Shroom and Rice paper arent really what I would call highlighters,.. I normally use these as base tones for neutral looks,.. washing them over the entire lid,... though if you are going low really low key I have used Shroom on the brow bone from time to time. Well Nylon is stellar on just about everyone for highlighting,.. It looks yellowish in the pan but when applied it has a slight white frosty reflection. 

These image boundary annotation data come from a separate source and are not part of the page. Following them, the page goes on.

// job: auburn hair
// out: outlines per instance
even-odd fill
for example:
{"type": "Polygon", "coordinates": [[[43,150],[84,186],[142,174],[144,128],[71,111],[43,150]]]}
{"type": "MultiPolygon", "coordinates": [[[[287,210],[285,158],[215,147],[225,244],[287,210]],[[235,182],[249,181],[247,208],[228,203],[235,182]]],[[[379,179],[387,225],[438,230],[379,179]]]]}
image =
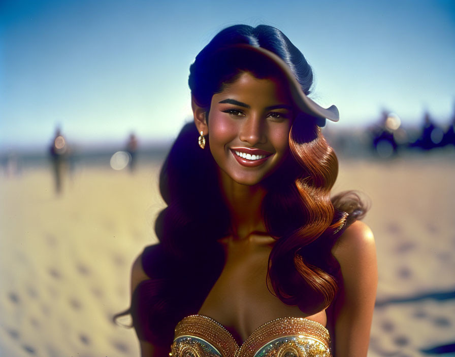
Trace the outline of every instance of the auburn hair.
{"type": "MultiPolygon", "coordinates": [[[[217,49],[235,43],[259,46],[277,54],[304,92],[310,93],[311,67],[282,32],[263,25],[237,25],[217,34],[190,67],[192,96],[207,113],[213,94],[243,72],[282,79],[267,61],[213,60],[217,49]]],[[[318,123],[304,113],[297,115],[289,136],[290,154],[261,183],[267,189],[261,207],[264,222],[276,239],[267,283],[284,303],[309,314],[327,308],[334,299],[339,266],[332,248],[343,228],[365,211],[354,192],[331,199],[338,161],[318,123]]],[[[167,206],[155,223],[159,242],[143,254],[143,267],[150,279],[136,288],[126,312],[131,313],[139,338],[157,345],[172,343],[177,323],[197,313],[224,266],[218,240],[232,233],[210,140],[201,150],[198,135],[193,123],[185,125],[162,166],[159,189],[167,206]]]]}

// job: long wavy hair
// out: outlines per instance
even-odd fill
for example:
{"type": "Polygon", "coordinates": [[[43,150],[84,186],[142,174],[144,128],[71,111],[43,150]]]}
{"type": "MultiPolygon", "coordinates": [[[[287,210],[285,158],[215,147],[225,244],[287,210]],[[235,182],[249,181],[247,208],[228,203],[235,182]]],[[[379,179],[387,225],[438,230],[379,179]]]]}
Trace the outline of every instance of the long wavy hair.
{"type": "MultiPolygon", "coordinates": [[[[219,49],[235,44],[260,46],[278,55],[304,92],[310,93],[311,68],[282,32],[264,25],[237,25],[218,33],[190,67],[191,95],[207,113],[213,95],[242,73],[280,76],[263,58],[213,60],[219,49]]],[[[308,314],[327,308],[335,297],[339,266],[331,251],[348,221],[365,211],[354,193],[331,199],[338,161],[317,123],[308,115],[297,115],[289,136],[291,155],[262,183],[267,192],[263,216],[268,232],[276,238],[268,286],[283,303],[308,314]]],[[[198,146],[198,135],[193,123],[185,125],[163,165],[159,188],[167,207],[156,221],[159,243],[143,259],[150,279],[134,292],[129,310],[140,338],[157,344],[172,342],[178,321],[199,311],[224,266],[217,241],[232,233],[229,211],[215,183],[216,163],[209,148],[198,146]]]]}

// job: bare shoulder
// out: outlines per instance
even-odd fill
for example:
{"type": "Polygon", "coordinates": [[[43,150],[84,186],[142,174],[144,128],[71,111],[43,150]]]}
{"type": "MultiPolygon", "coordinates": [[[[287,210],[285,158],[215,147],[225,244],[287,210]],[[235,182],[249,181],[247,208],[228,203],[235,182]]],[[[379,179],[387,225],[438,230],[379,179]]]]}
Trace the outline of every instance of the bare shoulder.
{"type": "Polygon", "coordinates": [[[150,277],[145,273],[144,268],[142,267],[142,254],[141,253],[135,260],[131,268],[132,293],[141,282],[149,279],[150,277]]]}
{"type": "Polygon", "coordinates": [[[376,255],[373,232],[366,224],[356,221],[340,236],[332,249],[332,253],[340,265],[352,259],[376,255]]]}

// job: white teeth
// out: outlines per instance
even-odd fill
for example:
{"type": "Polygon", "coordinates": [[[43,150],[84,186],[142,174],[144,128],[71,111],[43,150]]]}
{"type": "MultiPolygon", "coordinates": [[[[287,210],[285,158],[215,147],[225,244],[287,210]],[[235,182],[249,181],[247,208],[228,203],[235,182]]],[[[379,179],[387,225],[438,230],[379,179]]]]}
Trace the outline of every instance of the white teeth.
{"type": "Polygon", "coordinates": [[[241,153],[240,151],[235,151],[234,152],[237,156],[251,161],[261,160],[261,159],[264,159],[266,157],[266,155],[252,155],[250,154],[241,153]]]}

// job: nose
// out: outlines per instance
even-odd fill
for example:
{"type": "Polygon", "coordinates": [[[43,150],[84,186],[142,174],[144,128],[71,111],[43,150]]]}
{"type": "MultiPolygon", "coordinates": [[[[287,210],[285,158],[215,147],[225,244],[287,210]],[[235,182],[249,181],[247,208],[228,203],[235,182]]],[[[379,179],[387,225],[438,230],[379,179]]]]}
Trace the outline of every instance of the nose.
{"type": "Polygon", "coordinates": [[[252,115],[246,118],[242,124],[240,138],[242,141],[247,142],[251,146],[265,142],[263,121],[258,115],[252,115]]]}

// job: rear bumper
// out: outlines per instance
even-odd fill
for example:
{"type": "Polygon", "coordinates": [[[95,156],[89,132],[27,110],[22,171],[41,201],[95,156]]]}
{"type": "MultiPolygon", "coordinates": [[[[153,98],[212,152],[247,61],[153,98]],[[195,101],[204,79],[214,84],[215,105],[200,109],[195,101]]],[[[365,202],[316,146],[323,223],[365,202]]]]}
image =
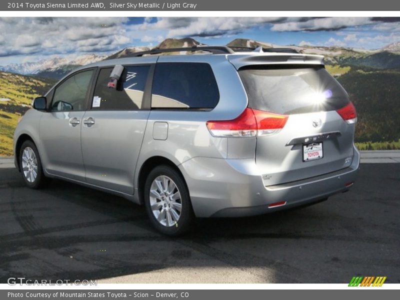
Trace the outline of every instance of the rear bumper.
{"type": "Polygon", "coordinates": [[[345,192],[356,180],[360,153],[348,168],[311,178],[266,186],[252,160],[196,158],[180,166],[198,217],[255,216],[318,202],[345,192]],[[270,204],[284,202],[284,205],[270,204]]]}

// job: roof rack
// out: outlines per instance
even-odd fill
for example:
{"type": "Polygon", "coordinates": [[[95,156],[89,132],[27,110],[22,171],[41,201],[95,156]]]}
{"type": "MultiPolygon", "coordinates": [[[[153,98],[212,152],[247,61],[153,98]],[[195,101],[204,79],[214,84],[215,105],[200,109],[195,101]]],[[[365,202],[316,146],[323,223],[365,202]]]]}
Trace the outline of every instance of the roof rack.
{"type": "Polygon", "coordinates": [[[298,53],[298,51],[292,48],[262,48],[263,52],[278,52],[280,53],[298,53]]]}
{"type": "Polygon", "coordinates": [[[160,54],[160,53],[178,52],[180,51],[206,51],[212,54],[232,54],[234,53],[233,50],[226,46],[198,46],[194,45],[192,47],[184,47],[182,48],[155,48],[148,51],[138,52],[135,53],[133,56],[141,56],[146,54],[160,54]]]}
{"type": "Polygon", "coordinates": [[[180,51],[192,52],[206,51],[212,54],[232,54],[236,52],[244,51],[254,51],[260,52],[278,52],[280,53],[298,53],[298,51],[291,48],[262,48],[258,46],[242,47],[240,46],[200,46],[194,45],[192,47],[182,47],[180,48],[154,48],[148,51],[137,52],[132,54],[133,56],[142,56],[146,54],[155,54],[161,53],[170,52],[179,52],[180,51]]]}

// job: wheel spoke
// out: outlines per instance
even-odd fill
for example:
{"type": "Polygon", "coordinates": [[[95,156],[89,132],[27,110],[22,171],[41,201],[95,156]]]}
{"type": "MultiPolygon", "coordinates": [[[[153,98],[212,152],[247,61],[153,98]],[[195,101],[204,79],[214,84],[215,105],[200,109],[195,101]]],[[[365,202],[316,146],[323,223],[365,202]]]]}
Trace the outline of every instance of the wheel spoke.
{"type": "Polygon", "coordinates": [[[171,196],[171,200],[176,201],[178,199],[180,199],[180,194],[178,190],[171,196]]]}
{"type": "Polygon", "coordinates": [[[156,202],[155,204],[152,206],[152,210],[159,210],[160,208],[162,207],[162,204],[160,201],[156,202]]]}
{"type": "Polygon", "coordinates": [[[159,180],[154,180],[156,184],[157,185],[157,188],[158,189],[158,190],[160,192],[164,192],[164,189],[162,188],[162,184],[161,183],[161,182],[159,180]]]}
{"type": "Polygon", "coordinates": [[[168,190],[168,181],[170,182],[172,180],[170,180],[166,176],[164,176],[162,177],[162,192],[167,192],[168,190]]]}
{"type": "Polygon", "coordinates": [[[179,214],[178,214],[176,211],[174,209],[170,210],[170,212],[171,212],[171,216],[172,216],[174,220],[178,222],[179,220],[179,214]]]}
{"type": "Polygon", "coordinates": [[[162,208],[160,212],[160,214],[157,217],[157,220],[161,222],[161,221],[164,220],[166,218],[166,209],[162,208]]]}
{"type": "Polygon", "coordinates": [[[172,226],[174,225],[174,221],[171,217],[170,210],[166,210],[166,224],[168,226],[172,226]]]}
{"type": "Polygon", "coordinates": [[[175,190],[175,188],[176,187],[176,186],[175,185],[175,184],[174,182],[172,180],[170,180],[170,184],[168,184],[168,188],[166,189],[166,192],[168,194],[172,194],[175,190]]]}
{"type": "Polygon", "coordinates": [[[150,190],[150,197],[152,196],[151,196],[152,194],[154,195],[153,196],[156,197],[158,199],[160,199],[161,198],[161,195],[156,190],[150,190]]]}
{"type": "Polygon", "coordinates": [[[172,207],[180,212],[180,211],[182,210],[182,204],[178,202],[172,202],[172,207]]]}

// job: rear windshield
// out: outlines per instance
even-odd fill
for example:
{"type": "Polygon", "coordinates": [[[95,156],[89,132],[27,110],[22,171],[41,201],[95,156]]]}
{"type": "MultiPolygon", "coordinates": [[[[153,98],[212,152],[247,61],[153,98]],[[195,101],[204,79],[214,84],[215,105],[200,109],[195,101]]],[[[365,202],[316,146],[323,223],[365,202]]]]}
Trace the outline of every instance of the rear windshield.
{"type": "Polygon", "coordinates": [[[250,108],[290,114],[338,110],[348,96],[322,66],[252,66],[239,70],[250,108]]]}

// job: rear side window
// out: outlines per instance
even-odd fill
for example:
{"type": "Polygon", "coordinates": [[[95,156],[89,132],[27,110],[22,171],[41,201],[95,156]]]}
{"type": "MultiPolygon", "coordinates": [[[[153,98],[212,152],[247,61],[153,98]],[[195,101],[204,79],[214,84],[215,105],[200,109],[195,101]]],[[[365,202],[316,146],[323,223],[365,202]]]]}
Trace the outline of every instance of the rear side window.
{"type": "Polygon", "coordinates": [[[208,64],[160,62],[153,80],[152,107],[159,108],[214,108],[220,94],[208,64]]]}
{"type": "Polygon", "coordinates": [[[290,114],[342,108],[348,96],[322,66],[256,66],[239,70],[248,106],[290,114]]]}
{"type": "Polygon", "coordinates": [[[100,70],[93,95],[92,110],[136,110],[141,109],[150,68],[148,66],[125,67],[116,89],[107,86],[113,68],[100,70]]]}

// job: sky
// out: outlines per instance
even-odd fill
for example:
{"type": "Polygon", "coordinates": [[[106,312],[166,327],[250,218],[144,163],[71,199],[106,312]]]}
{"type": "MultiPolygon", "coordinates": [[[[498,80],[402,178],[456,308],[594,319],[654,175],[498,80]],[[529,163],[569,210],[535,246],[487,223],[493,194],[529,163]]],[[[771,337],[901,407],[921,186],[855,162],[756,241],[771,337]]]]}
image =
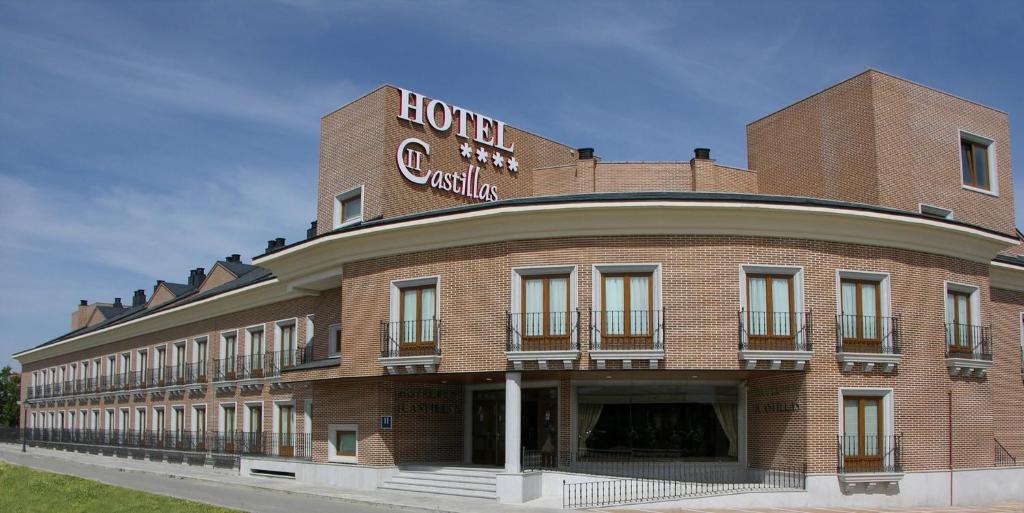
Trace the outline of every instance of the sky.
{"type": "Polygon", "coordinates": [[[319,118],[380,84],[605,160],[745,167],[746,123],[867,68],[1024,140],[1022,27],[1015,1],[0,0],[0,367],[80,299],[304,237],[319,118]]]}

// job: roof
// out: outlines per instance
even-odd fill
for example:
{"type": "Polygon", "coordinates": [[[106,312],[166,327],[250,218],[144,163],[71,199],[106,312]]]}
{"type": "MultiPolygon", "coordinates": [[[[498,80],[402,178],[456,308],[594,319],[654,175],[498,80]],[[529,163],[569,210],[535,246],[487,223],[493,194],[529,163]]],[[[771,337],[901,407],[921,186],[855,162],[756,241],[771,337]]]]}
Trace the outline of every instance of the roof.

Universal highlighters: (Work on most people,.. apply lightly at first then work up the color to get the bling you want)

Nylon
Vanilla E/S and Piggie (piggie has slight pinkie undertone)
Amazon e/s Limited
Frost piggie
Blurr (LE)
White wheat (LE)
Magic Dust (LE)
Retrospeck
Dazzlelight
Crystal avalanche

HTH!


----------



## *Luna* (Apr 10, 2007)

I personally use Shroom. I agree with Glitter, it's much more versitile and I think RicePaper is a bit too yellow for me. Other highlight colors I love are Jest and Phloof! Both are on the pinkish side, Honesty is pretty but I find it on the tougher side to work with, Vanilla and Nylon are both gorgeous, and I'll throw Vex out there for good measure.


----------



## MsCuppyCakes (Apr 10, 2007)

Check this thread: http://www.specktra.net/forumdisplay.php?f=270 

Highlighting: http://www.specktra.net/showthread.php?t=57265


----------



## geeko (Apr 10, 2007)

oh ya...retrospeck is another one which i use pretty often as a brow bone highlighter

actually.... i think u can use pink freeze as a highlighter if u are wearing cool toned eyeshadows...


----------



## Tawanalee (Apr 10, 2007)

Thanks everybody....I ordered Vanilla pigment.


----------



## saniyairshad (Apr 11, 2007)

Shroom all the way, I love it... It's such a gorgeous and wonderful highlighter


----------



## Deirdre (Apr 11, 2007)

I don't think you'll regret it Tawanalee, I think that Vanilla Pigment will look fantastic on you.


----------



## dalgyal (Apr 13, 2007)

i love ricepaper.


----------



## mzdawn (Apr 13, 2007)

depending on what color combo i'm going with... i use shroom & naked lunch. but i'm partial to *shroom*!


----------



## aziajs (Apr 13, 2007)

I would suggest ricepaper just because I think Shroom can look almost ashy on darker skin, myself included (NW 40).  I love Ricepaper.  It's a definite go-to highlight.


----------



## ARmakeupjunkie (Apr 14, 2007)

I agree with aziajs, Shroom looks ashy on darker skin.  I am a NW45 and Ricepaper is a better color.


----------